Ed Peters
December 29, 2021

The Fed has stated that it intends to “remove accommodation” in the coming months by reducing its bond buying program, then implementing a series of interest rate hikes. The Fed Funds is projected to increase from its current 0%-0.25% range to 2.50% in 2024, but it does not appear that the Fed considers this rise as “restrictive” or “tightening.” Why? Inflation is not expected to be higher than these rates either. While the media have typically referred to the Fed projections as “tightening,” history shows us that restrictive monetary policy, the type that slows economic growth, requires a positive real rate. In all of these projections, the real Fed Funds rate remains negative or close to zero.
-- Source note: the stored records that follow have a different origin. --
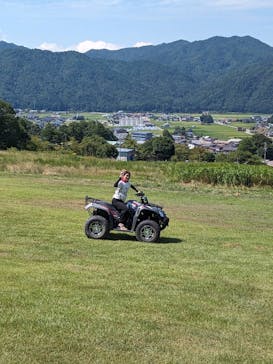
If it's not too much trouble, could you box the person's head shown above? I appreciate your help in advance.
[120,169,131,182]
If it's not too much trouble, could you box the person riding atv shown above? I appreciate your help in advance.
[112,169,139,230]
[84,171,169,242]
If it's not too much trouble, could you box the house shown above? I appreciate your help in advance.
[132,131,153,143]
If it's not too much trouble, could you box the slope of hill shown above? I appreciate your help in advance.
[0,37,273,113]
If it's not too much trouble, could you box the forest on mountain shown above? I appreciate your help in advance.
[0,36,273,113]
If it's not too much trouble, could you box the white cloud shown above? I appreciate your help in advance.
[37,42,64,52]
[133,42,152,48]
[208,0,273,9]
[37,40,121,53]
[73,40,121,53]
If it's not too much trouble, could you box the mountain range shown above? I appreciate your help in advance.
[0,36,273,113]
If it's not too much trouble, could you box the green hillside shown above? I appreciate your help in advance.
[0,37,273,114]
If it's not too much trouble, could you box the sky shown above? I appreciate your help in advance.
[0,0,273,52]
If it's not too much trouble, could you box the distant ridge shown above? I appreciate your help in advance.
[0,36,273,113]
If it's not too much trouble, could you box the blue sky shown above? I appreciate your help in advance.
[0,0,273,52]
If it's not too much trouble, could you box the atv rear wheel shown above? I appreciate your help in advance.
[136,220,160,243]
[85,215,109,239]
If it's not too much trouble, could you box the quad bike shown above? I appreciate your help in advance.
[85,192,169,242]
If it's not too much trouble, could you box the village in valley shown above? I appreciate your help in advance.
[17,110,273,160]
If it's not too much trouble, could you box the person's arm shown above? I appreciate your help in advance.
[131,184,138,192]
[114,177,120,187]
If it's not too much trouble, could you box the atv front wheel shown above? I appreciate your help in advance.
[136,220,160,243]
[85,215,109,239]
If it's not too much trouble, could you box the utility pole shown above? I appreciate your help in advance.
[264,142,267,163]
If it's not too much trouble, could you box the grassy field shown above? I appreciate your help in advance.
[0,155,273,364]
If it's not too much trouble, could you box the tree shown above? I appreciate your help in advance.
[0,100,30,149]
[172,144,190,162]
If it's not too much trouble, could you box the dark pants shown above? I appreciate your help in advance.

So what’s up? The Fed is trying to avoid fueling any acceleration of inflation while keeping growth stable. Basically, they’re easing off the gas on the economic car, but they’re not tapping the brakes. They clearly expect inflation to fall back on its own and want rising interest rates to meet inflation as it falls. Inflation is still considered a temporary phenomenon which will dissipate as supply/demand issues stabilize. They may also want to raise rates before monetary inflation becomes an issue. As I’ve discussed in other posts, inflation remains a supply/demand imbalance problem not a monetary one.

What this means for markets is more uncertainty in 2022. First, current stock market valuations are largely tied to extremely low interest rates and may not react well to even a small increase in rates. Bond yields may not back up as much as feared. Likewise, inflation-hedging assets may underperform. On the other hand, the Fed could be completely wrong. The pandemic may keep supply issues from stabilizing even as growth stalls and inflation stays high, causing the dreaded stagflation. Maybe monetary inflation has already begun, but we can’t see it yet.

The Fed is making a bet. 2022 may be more uncertain than 2021 depending on the outcome. In the New Year, we’ll see if they are right.